A note to expositors is necessary. I am a preacher not a systematician, so systematic theologies are more fun to collect than commentaries (which I must collect). But there is one excellent expositional advantage to a small library of systematic works. When preaching through, say Acts 6, you can see where the doctrine of the passage fits within the larger context. If I browse the Scriptural index in the back of Culver I come to see that Acts 6 is an important chapter because verses 1-5 define some rare but clear proofs that the early church held some form of ‘church membership.’ I may have breezed right past this in my commentaries and expositional studies.

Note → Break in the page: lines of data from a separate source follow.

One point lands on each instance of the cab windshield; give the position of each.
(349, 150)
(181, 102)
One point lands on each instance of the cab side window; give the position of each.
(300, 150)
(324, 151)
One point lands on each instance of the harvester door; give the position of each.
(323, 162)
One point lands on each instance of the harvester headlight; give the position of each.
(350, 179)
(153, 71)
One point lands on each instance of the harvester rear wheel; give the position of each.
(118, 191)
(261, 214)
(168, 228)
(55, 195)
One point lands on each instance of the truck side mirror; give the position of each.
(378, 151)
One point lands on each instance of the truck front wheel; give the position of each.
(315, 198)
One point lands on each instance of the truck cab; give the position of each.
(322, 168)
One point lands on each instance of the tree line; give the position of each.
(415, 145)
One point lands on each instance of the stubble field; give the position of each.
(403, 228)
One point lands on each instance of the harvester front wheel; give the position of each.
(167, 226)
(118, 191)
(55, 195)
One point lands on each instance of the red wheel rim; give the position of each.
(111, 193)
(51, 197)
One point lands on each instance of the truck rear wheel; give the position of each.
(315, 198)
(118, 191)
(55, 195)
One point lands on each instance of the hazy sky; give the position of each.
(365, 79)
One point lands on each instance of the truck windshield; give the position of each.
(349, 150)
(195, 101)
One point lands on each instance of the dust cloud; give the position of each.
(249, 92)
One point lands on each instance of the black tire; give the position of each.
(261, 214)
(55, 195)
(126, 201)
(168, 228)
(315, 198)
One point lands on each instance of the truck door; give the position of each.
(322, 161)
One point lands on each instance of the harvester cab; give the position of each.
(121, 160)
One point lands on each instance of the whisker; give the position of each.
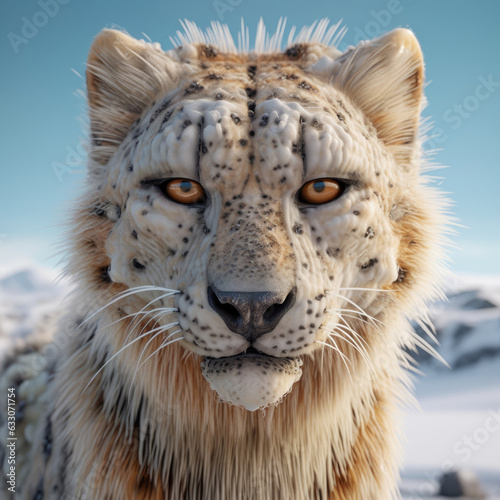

Expositors are good at narrowing their laser-beam attention on 4-8 verses of God’s Word and the systematicians are good at shining a wide-angle beam of light on all Scriptural doctrine. It’s very helpful for preachers like myself to understand where my sermon text fits into the larger systematic structure.
Building a small family of systematic theologies is important (and a fun hobby). So get Grudem and Culver. If you have a strong enough bookshelf (and budget) consider McGrath, Reymond and then Erickson.